In fact, he said, his officers view the situation from multiple perspectives.

“And our goal is not to go after our establishment owners,” Bump insisted. “We (police) really rely on that positive relationship in so many things that we do when they’re involved with a call for service that we have.”

It’s not the police department’s intent, he said, to “proactively go out and look for this violation so we can address it — it’s a matter of having the ability to address it when it comes to our attention.”

Therefore, the chief said he sees his police officers issuing lots of warnings first, like they currently do.

“We do bar checks sporadically year-round, and sometimes we do run into violations that are on the fault of the bar or restaurant,” Bump stated. “Since I’ve been here, the last seven years we have not written citations to bartenders or owners for these violations.

“We address it, we alter the behavior immediately and then we move on with our day,” he continued, “because we want to maintain that positive relationship that we have.”

But, if officers ever encounter a problem that’s continuous, and their efforts to educate and reduce the behavior is not working, they “need to be able to step forward with enforcement action, and that’s really our goal.”

Council member Mason Becker appreciated the clarifications that the police chief offered and said that licensed establishments can “rest assured” that the ordinance change is a good thing.

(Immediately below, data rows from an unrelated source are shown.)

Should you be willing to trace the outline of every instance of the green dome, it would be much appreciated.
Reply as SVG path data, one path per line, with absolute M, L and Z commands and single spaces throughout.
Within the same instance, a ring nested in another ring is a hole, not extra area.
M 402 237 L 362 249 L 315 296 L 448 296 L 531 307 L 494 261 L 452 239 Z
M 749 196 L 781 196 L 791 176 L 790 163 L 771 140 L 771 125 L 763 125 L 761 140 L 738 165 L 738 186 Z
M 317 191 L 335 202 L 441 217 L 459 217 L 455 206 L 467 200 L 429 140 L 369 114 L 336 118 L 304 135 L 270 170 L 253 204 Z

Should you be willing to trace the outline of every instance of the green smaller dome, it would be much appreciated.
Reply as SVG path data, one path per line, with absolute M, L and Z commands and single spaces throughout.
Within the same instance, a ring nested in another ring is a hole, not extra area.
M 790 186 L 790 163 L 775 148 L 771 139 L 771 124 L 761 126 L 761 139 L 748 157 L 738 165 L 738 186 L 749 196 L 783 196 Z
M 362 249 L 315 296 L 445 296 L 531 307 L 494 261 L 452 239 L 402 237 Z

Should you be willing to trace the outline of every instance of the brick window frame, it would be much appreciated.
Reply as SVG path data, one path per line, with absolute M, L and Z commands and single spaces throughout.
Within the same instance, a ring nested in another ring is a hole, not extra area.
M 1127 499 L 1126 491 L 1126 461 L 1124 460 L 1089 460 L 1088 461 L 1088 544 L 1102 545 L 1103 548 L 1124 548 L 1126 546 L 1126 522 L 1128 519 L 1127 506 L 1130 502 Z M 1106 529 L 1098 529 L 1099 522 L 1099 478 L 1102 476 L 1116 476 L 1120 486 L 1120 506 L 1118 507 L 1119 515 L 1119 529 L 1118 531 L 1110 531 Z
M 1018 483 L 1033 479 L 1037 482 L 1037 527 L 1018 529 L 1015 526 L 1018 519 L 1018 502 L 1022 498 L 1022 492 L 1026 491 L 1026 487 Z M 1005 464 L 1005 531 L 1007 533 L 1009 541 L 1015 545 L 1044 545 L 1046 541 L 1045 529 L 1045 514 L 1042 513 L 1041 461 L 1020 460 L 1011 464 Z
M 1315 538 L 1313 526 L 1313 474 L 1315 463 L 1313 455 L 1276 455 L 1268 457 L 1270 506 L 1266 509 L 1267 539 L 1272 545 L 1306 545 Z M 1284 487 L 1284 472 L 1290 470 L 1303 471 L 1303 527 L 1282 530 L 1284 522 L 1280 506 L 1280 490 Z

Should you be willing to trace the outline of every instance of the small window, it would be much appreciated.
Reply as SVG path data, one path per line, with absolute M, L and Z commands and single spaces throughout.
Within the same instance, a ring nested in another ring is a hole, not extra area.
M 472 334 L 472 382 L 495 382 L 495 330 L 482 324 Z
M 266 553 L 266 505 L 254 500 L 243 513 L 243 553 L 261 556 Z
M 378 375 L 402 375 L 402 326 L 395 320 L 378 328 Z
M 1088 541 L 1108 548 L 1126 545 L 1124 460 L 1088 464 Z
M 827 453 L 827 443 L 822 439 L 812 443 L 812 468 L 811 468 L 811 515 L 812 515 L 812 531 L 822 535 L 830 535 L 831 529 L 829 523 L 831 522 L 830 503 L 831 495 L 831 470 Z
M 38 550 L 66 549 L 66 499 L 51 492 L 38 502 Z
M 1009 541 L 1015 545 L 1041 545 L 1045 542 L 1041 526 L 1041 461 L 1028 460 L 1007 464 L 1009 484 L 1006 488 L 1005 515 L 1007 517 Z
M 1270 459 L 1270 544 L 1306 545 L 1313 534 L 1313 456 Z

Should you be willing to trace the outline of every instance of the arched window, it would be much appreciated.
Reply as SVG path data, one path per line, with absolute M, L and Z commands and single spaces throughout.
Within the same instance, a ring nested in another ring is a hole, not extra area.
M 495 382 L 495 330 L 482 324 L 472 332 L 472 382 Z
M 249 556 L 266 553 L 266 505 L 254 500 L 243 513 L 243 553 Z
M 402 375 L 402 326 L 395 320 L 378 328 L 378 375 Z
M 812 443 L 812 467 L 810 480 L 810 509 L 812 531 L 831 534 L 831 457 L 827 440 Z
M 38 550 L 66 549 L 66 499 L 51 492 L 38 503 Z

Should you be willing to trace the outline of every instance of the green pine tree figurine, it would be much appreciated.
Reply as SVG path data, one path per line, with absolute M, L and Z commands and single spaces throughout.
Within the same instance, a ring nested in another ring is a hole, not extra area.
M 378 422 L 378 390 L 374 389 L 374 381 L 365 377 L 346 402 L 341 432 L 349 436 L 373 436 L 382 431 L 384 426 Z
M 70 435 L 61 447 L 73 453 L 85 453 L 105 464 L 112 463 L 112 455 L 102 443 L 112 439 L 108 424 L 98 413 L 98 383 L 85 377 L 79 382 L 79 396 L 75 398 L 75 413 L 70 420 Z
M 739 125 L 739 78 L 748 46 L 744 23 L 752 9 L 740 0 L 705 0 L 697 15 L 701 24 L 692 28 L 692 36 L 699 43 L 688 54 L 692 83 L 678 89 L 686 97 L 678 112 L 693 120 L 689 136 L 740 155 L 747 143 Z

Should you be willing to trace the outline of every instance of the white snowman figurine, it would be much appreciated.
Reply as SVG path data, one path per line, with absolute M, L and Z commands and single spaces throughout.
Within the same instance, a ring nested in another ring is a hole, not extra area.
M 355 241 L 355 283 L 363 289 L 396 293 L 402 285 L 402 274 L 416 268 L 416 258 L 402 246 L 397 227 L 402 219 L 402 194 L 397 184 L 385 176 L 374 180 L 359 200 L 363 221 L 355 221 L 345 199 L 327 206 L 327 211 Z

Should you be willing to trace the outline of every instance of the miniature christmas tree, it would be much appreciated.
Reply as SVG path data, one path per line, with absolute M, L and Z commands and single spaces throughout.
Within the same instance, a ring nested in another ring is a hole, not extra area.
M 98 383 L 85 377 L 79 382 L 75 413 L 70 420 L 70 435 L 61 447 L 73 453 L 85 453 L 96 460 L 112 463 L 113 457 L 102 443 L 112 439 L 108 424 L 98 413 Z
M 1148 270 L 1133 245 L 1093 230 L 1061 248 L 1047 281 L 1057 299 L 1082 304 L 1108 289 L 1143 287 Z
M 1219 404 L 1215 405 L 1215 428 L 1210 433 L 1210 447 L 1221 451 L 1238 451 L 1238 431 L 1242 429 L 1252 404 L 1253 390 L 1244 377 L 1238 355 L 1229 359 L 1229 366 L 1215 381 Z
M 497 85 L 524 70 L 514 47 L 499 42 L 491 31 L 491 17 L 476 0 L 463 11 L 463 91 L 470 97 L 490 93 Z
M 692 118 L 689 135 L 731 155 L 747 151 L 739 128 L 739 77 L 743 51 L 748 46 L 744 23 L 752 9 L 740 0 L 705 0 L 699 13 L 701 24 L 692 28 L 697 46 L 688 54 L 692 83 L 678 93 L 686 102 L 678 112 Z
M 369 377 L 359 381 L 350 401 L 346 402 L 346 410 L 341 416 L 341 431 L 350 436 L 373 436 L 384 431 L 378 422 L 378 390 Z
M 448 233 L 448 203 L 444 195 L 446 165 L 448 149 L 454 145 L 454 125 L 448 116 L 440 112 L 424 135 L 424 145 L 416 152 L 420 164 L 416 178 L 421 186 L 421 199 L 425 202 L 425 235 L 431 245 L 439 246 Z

“I think municipal judges are going to have a little bit more leeway, and they’re going to be able to recognize — not that I think this will happen, but—if the police department were to be misapplying the law, or if the judge felt that they (officers) were being overly punitive towards a local establishment,” Becker said. “A local judge is going to have a lot more leeway in determining discretion there versus a county judge.

“I think this makes sense, and it’s state statute anyway,” he added. “So, I’m supportive of this ordinance.”